While on the job in a remote location just outside of Rio Linda, California - I happened to come across a psychotherapy that revamped my entire being. I was traveling with my lawyer, Swifty Barrowitz. Swifty is a frugal man. He’s cheap.
Why, Swifty’s so cheap - he makes a sandwich with just one slice of bread. Swifty’s so cheap he reads fortune cookies to his kids before bed. Swifty’s so cheap he once got evicted from his bicycle.
So as you can see, it didn’t come as a surprise when we were suddenly out of gas on the broken pavement side of Elverta road. Gruesome properties lined the street each displaying cracked frame ways and bars lining the windows. Beaten vehicles sat atop dead grass in the front yards. Doors were cracked and chipped and the shifty eye’d onlookers gawked as we made our way from the car to the road.
We hadn’t made ten paces before a frantic man ran calling toward us. He was panting and made a vulgar gurgle noise between breaths. His eyes rippled and the red lines inside them sparkled with a fierce electricity. He was unbalanced as he briskly moved. Fumbling like a toddler and reaching for some invisible beam. Grease covered hair poked from his brown, lint covered beanie… plopping in front of his pale, pasty face and snagging inside his unshaven stubble.
“You guys is lost!” He correctly articulated.
“We’re not lost brute,” I shouted, “We just don’t know where we are.”
“Where you are…” he started through purling gurgles, “is exactly where you should be.”
“I have no time for disgustingly dressed sages.
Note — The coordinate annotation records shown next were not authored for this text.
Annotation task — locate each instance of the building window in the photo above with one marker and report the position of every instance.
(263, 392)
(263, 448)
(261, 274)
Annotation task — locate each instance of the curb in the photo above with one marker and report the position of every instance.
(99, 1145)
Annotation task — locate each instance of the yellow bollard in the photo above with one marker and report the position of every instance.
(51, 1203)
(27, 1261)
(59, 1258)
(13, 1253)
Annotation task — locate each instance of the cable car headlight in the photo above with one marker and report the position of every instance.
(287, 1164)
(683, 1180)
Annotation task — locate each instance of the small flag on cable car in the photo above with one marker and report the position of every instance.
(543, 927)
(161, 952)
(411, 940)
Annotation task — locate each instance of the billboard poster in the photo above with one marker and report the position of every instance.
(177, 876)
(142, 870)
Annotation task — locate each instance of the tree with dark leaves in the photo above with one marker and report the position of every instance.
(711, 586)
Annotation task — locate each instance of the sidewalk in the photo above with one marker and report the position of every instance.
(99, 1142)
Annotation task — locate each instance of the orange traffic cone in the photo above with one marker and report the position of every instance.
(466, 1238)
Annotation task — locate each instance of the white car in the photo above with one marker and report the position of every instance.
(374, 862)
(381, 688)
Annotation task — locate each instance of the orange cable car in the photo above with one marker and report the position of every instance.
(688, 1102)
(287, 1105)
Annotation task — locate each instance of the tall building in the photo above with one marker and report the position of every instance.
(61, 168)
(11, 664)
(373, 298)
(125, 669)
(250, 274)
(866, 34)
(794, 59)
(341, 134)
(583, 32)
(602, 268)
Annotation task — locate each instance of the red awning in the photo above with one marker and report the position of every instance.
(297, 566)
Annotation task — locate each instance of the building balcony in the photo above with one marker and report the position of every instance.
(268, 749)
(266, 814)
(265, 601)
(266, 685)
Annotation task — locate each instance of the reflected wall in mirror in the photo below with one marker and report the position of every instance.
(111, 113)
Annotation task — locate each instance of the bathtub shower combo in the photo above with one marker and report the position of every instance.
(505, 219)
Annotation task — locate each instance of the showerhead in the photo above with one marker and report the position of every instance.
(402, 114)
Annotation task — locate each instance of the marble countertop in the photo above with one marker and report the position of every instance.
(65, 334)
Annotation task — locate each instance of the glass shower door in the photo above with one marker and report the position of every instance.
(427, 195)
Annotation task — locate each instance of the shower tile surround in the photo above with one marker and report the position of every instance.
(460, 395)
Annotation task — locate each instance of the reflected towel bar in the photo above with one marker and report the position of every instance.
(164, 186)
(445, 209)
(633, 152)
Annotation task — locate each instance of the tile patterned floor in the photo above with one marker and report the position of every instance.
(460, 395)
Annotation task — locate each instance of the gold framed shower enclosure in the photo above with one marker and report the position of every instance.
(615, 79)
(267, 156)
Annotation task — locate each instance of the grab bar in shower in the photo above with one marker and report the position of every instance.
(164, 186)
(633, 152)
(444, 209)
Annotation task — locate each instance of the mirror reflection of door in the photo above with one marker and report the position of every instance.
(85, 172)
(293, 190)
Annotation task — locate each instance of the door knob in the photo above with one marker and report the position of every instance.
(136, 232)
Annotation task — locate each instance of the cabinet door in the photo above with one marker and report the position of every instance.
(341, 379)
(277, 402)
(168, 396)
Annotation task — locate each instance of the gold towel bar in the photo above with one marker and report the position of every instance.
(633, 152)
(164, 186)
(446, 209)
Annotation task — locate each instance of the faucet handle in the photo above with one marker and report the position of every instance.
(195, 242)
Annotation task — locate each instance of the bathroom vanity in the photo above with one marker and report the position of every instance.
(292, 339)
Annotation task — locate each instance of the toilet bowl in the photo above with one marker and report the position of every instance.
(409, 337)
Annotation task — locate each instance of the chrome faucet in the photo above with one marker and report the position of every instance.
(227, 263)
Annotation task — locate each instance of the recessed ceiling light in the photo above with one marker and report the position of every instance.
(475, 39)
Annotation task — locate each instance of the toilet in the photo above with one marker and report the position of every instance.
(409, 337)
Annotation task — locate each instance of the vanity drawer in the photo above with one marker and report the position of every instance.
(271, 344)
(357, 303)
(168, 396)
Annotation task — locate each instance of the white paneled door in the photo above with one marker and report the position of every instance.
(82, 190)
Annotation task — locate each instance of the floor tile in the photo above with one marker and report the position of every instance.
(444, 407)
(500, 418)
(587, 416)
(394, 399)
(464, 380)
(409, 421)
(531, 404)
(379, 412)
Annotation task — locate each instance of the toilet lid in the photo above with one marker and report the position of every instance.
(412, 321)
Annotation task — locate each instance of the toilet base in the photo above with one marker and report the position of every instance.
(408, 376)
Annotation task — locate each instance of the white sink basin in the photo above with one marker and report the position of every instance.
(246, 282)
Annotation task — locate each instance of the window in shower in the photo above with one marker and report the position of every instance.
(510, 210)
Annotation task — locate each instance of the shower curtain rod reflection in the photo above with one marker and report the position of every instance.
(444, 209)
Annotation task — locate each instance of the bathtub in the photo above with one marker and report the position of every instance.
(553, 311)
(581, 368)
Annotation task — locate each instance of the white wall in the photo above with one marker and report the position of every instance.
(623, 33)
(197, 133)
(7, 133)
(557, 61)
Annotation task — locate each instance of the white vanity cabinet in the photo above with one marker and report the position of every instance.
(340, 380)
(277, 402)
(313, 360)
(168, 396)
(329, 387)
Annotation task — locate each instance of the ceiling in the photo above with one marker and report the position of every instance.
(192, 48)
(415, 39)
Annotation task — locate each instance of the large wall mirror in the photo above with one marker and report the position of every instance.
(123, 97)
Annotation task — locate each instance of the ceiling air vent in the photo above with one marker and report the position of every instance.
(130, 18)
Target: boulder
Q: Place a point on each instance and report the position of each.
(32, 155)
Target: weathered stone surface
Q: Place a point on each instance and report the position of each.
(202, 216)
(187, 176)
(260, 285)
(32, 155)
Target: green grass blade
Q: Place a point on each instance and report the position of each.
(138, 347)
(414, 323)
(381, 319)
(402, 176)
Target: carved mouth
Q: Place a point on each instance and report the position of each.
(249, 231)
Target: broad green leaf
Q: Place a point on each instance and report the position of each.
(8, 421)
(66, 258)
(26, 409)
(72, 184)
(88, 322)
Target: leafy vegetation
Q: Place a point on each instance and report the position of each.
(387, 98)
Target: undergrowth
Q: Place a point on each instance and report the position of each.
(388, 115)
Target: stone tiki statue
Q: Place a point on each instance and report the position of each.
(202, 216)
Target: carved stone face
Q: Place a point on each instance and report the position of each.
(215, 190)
I’m late for sound check. Garbage cologne’d savant day isn’t for three more days!”
Harsh, yes…but you have to be on guard with the brutes. They’re a mean sort that deal in carnival barking and trickery. There’s always an apple with the brutes…and it’s always filled with poison.
“Oh…I see,” he began, "You have a long go. Well, you gonna tire down. So take this."
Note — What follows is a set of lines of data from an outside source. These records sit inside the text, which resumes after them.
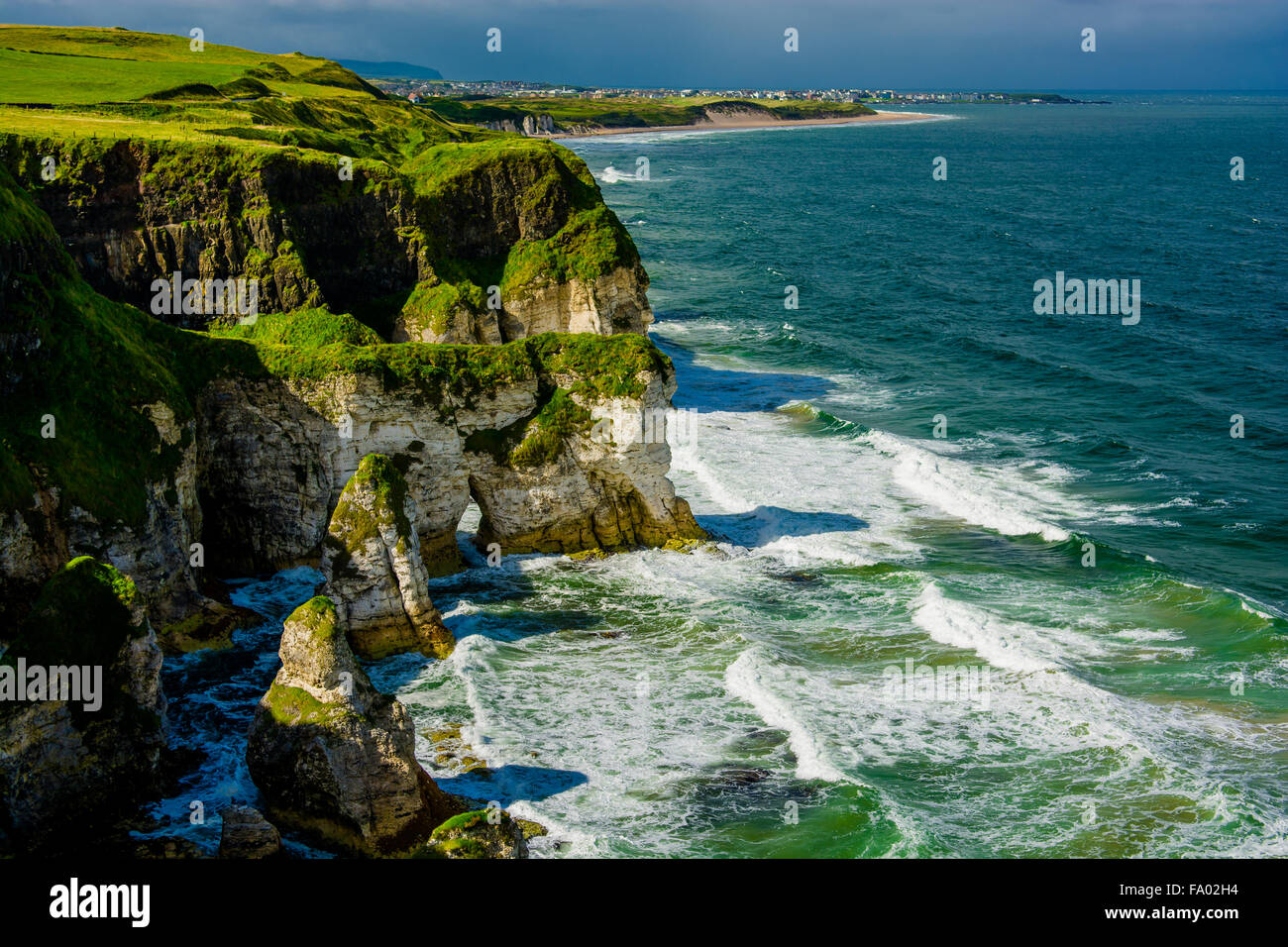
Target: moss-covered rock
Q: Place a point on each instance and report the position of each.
(334, 757)
(478, 834)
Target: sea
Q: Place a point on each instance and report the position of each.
(988, 579)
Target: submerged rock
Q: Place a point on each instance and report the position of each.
(334, 757)
(75, 759)
(246, 834)
(374, 570)
(481, 834)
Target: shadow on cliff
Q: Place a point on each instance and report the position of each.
(703, 388)
(511, 784)
(768, 523)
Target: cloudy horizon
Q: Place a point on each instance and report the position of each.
(995, 44)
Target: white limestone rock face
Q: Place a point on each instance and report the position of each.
(275, 455)
(374, 570)
(334, 757)
(613, 303)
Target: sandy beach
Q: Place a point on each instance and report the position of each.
(719, 123)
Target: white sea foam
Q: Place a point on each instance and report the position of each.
(1009, 504)
(745, 680)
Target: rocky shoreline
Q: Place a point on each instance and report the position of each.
(304, 437)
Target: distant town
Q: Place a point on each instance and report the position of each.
(417, 90)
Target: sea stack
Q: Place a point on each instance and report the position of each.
(374, 570)
(334, 757)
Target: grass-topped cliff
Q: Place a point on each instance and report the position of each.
(568, 114)
(292, 171)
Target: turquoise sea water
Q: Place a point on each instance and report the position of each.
(755, 702)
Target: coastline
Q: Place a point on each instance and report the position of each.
(735, 124)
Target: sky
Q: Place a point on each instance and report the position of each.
(892, 44)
He reached into his coat. It was one of those long coats you wear in July because you’re insane and the cat told you it was fashionable. I barely flinched as he pulled a folded note from the depth of his inner pocket and handed it to me. I opened it and found in shockingly legible letters:
Simon’s Transactional Stress Maximization Techniques- A tolerance building exercise that minimizes reactions to daily mental and physical strains by engaging in maddening behaviors:
Find and argue with a spouse about the air conditioner setting.
Start all daily conversations at work by saying: “I know you think you’re right but…”
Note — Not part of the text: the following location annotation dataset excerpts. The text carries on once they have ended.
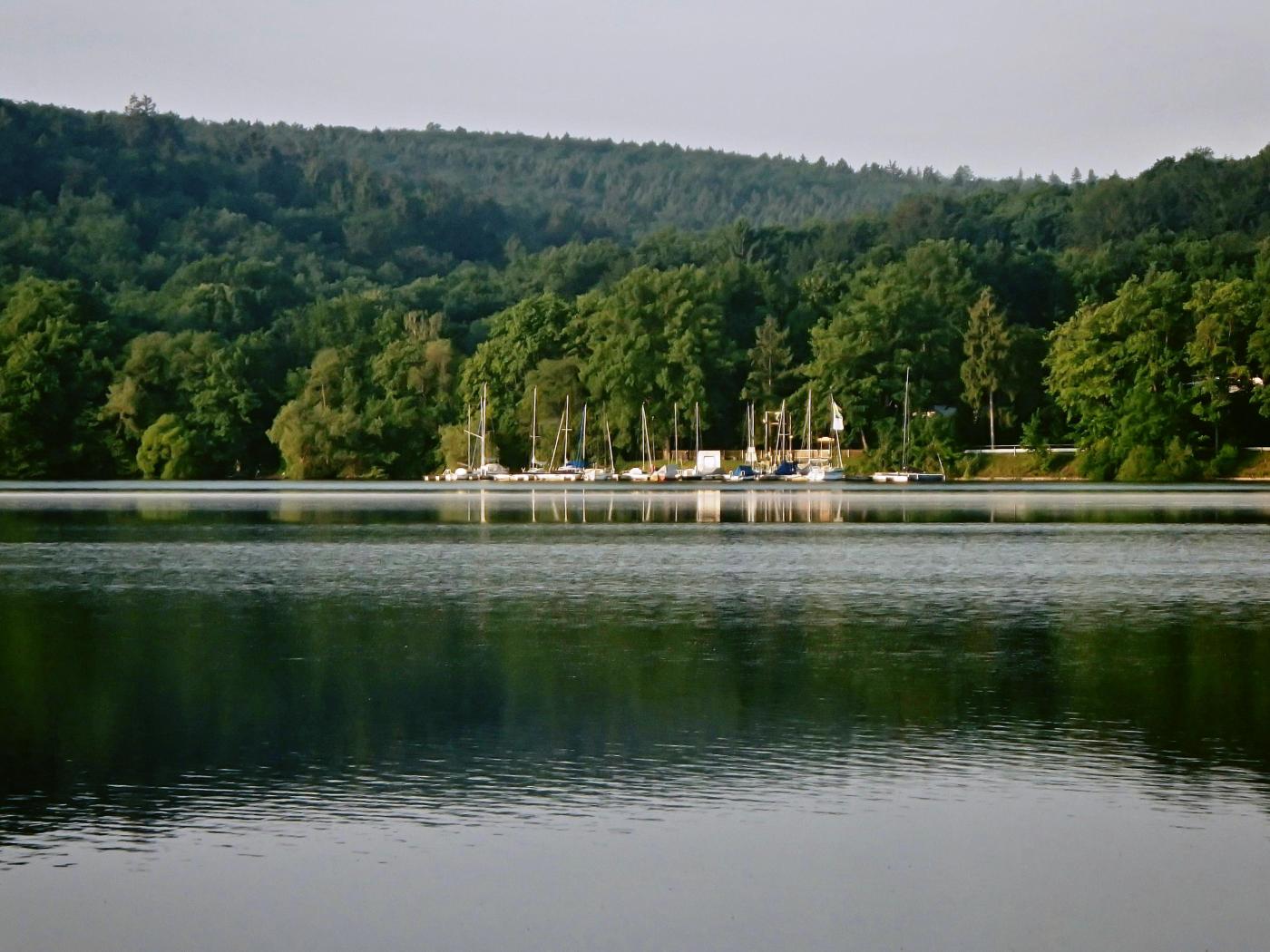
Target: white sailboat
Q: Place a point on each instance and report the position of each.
(644, 472)
(488, 469)
(827, 472)
(904, 473)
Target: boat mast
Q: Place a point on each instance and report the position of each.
(806, 444)
(561, 429)
(533, 433)
(835, 425)
(904, 459)
(609, 438)
(467, 409)
(676, 432)
(645, 448)
(483, 427)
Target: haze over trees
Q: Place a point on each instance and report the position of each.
(218, 300)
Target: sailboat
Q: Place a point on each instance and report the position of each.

Ask to babysit your friend’s children and take them to a grocery store.
Ask a mail carrier “isn’t email a more effective system?”
Create an online ad for “Little person bowling.” When you get hired, arrive and explain that you “identify” as a little person.
Sit with people that smack their mouths while eating corn. As they eat, ask them to define the perfect song.
Purchase 20 channel changers identical to your working channel changer. Ask the neighbors to hide them while you work.
After one week of living with these helpful tips - you will be completely desensitized to stress of all sorts. As an added bonus, you will also be prepared for marriage.
I was confused. I needed clarification from this wild looking savage…but as I put the paper away, he was nowhere in sight.
“Swifty…” I exclaimed, “Where’s the ruffian?”
"The who? " Swifty shot back, drenched in his own perspiration.
“The brute…where is the brute?” I yelled.
“What are you talking about kid? You’re worn out champ. You have to play tonight. Get it together.”
I never spoke of the man again…but I did put his (or someone’s) stress techniques to good use. I can successfully say that I’m married, have kids, I’m totally numb to all things and a walking zombie of whatever-ness.